# How much difference does it make? Notes on understanding, using, and calculating effect sizes for schools

## Publication Details

A good way of presenting differences between groups or changes over time in test scores or other measures is by ‘effect sizes’, which allow us to compare things happening in different classes, schools or subjects regardless of how they are measured. This booklet is designed to help school staff to understand and use effect sizes, and includes handy tips and warnings as well as useful tables to calculate effect size values from change scores on standardised tests.

Author(s): Ian Schagen, Research Division, Ministry of Education and Edith Hodgen, New Zealand Council for Educational Research.

Date Published: March 2009

## Section 5: How do we know effect sizes are real

This is equivalent to asking if the results are "statistically significant" - could we have got an effect size this big by random chance, even if there was really no difference between the groups or real change over time? Usually we take a probability of 5 percent or less as marking the point where we decide that a difference is real.

This is actually quite easy to do using the 95 percent confidence intervals calculated as in the above example. If the interval is all positive (or all negative) then the probability is less than 5 percent that it includes zero effect size, and we can conclude (with a fairly small chance of being wrong) that the effect size is really non-zero. A good way of displaying all this is graphically, especially if we are comparing effect sizes and their confidence intervals for different groups or different influencing factors. A "Star Wars" plot like the one below illustrates this.

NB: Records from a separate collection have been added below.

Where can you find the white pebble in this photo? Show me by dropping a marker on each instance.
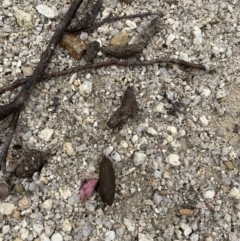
(159, 107)
(220, 94)
(139, 158)
(24, 233)
(47, 204)
(43, 237)
(172, 129)
(209, 194)
(234, 193)
(124, 144)
(170, 38)
(151, 131)
(204, 120)
(131, 24)
(186, 229)
(6, 208)
(206, 92)
(67, 226)
(67, 147)
(47, 11)
(173, 159)
(115, 156)
(135, 138)
(109, 235)
(6, 3)
(145, 237)
(217, 50)
(56, 237)
(129, 224)
(38, 228)
(45, 134)
(24, 19)
(85, 88)
(198, 35)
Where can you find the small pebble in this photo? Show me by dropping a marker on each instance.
(139, 158)
(173, 159)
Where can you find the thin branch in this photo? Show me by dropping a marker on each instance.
(7, 142)
(18, 102)
(72, 70)
(113, 19)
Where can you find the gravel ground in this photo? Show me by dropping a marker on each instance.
(177, 169)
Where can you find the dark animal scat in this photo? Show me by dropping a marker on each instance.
(107, 184)
(91, 52)
(127, 109)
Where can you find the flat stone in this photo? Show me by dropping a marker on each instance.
(6, 208)
(120, 39)
(24, 19)
(139, 158)
(47, 11)
(45, 134)
(173, 159)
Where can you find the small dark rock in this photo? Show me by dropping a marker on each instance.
(33, 161)
(127, 109)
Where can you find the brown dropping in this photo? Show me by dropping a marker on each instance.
(107, 181)
(127, 109)
(186, 212)
(74, 45)
(123, 52)
(33, 161)
(91, 52)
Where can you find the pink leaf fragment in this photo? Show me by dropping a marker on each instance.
(87, 189)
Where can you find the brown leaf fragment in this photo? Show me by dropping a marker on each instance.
(107, 181)
(90, 12)
(33, 161)
(74, 45)
(127, 109)
(91, 52)
(186, 212)
(123, 52)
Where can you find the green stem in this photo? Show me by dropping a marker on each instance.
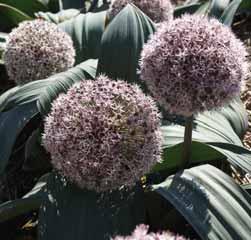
(187, 144)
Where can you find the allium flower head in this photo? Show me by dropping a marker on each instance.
(140, 233)
(103, 134)
(157, 10)
(193, 64)
(37, 49)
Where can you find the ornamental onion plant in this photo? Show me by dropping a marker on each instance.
(193, 64)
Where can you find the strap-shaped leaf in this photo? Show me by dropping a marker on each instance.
(214, 135)
(122, 43)
(11, 17)
(11, 125)
(213, 8)
(190, 9)
(31, 201)
(211, 202)
(58, 17)
(29, 7)
(21, 104)
(87, 214)
(47, 89)
(86, 31)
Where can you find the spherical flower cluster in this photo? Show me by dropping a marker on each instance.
(140, 233)
(193, 64)
(37, 49)
(157, 10)
(103, 134)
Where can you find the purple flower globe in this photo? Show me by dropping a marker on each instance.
(141, 233)
(103, 134)
(157, 10)
(193, 64)
(37, 49)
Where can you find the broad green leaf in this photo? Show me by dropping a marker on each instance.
(172, 157)
(122, 43)
(61, 83)
(11, 17)
(36, 157)
(86, 214)
(21, 104)
(58, 17)
(229, 13)
(47, 89)
(28, 7)
(214, 137)
(213, 8)
(245, 6)
(189, 9)
(12, 123)
(86, 31)
(73, 4)
(3, 37)
(30, 202)
(215, 206)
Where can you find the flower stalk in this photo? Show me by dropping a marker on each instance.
(187, 144)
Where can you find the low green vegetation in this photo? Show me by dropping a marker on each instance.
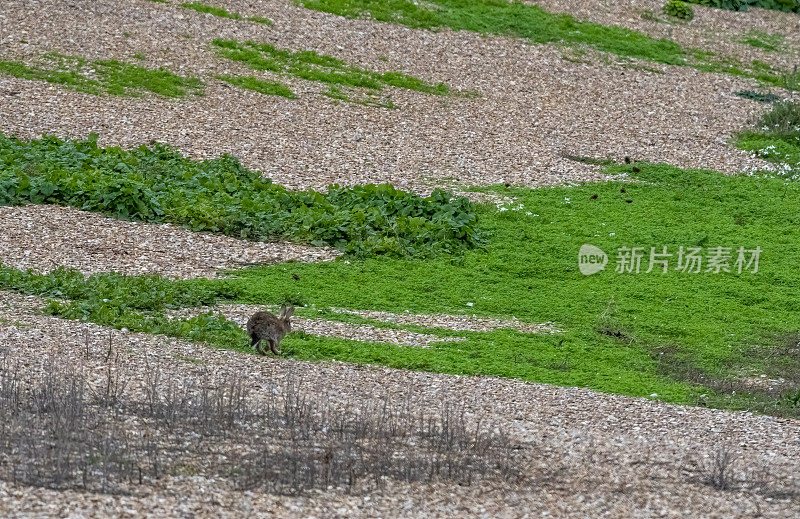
(789, 6)
(223, 13)
(678, 9)
(270, 88)
(312, 66)
(711, 337)
(533, 23)
(763, 40)
(157, 184)
(776, 138)
(103, 76)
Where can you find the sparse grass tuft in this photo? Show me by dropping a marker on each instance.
(103, 76)
(763, 40)
(210, 9)
(263, 87)
(157, 184)
(775, 137)
(311, 66)
(522, 20)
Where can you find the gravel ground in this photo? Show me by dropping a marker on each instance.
(469, 323)
(321, 327)
(43, 237)
(598, 454)
(716, 30)
(534, 106)
(592, 454)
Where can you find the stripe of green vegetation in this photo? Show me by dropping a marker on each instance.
(533, 23)
(157, 184)
(70, 78)
(312, 66)
(110, 76)
(676, 334)
(258, 85)
(210, 9)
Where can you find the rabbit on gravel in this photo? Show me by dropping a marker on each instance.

In this kind of plot, the diamond represents the estimated effect size for each factor relative to the outcome, and the length of the bar represents the 95 percent confidence interval. If the bar cuts the zero line, then we can say the factor is not statistically significant. In the above plot, this is true for factors C, D, E and F. Factors A, B and G have significant negative relationships, while Factor H has a significant positive one. Although the effect size for H is lower than for D, the latter is not significant and we should be cautious about ascribing any relationship here at all, whereas we can be fairly confident that H really does have a positive relationship with the outcome. From what we saw above, the estimates for Factors D and E, with wide confidence intervals, would be based on far fewer test scores than those for Factors A, B, and G, with much narrow confidence intervals.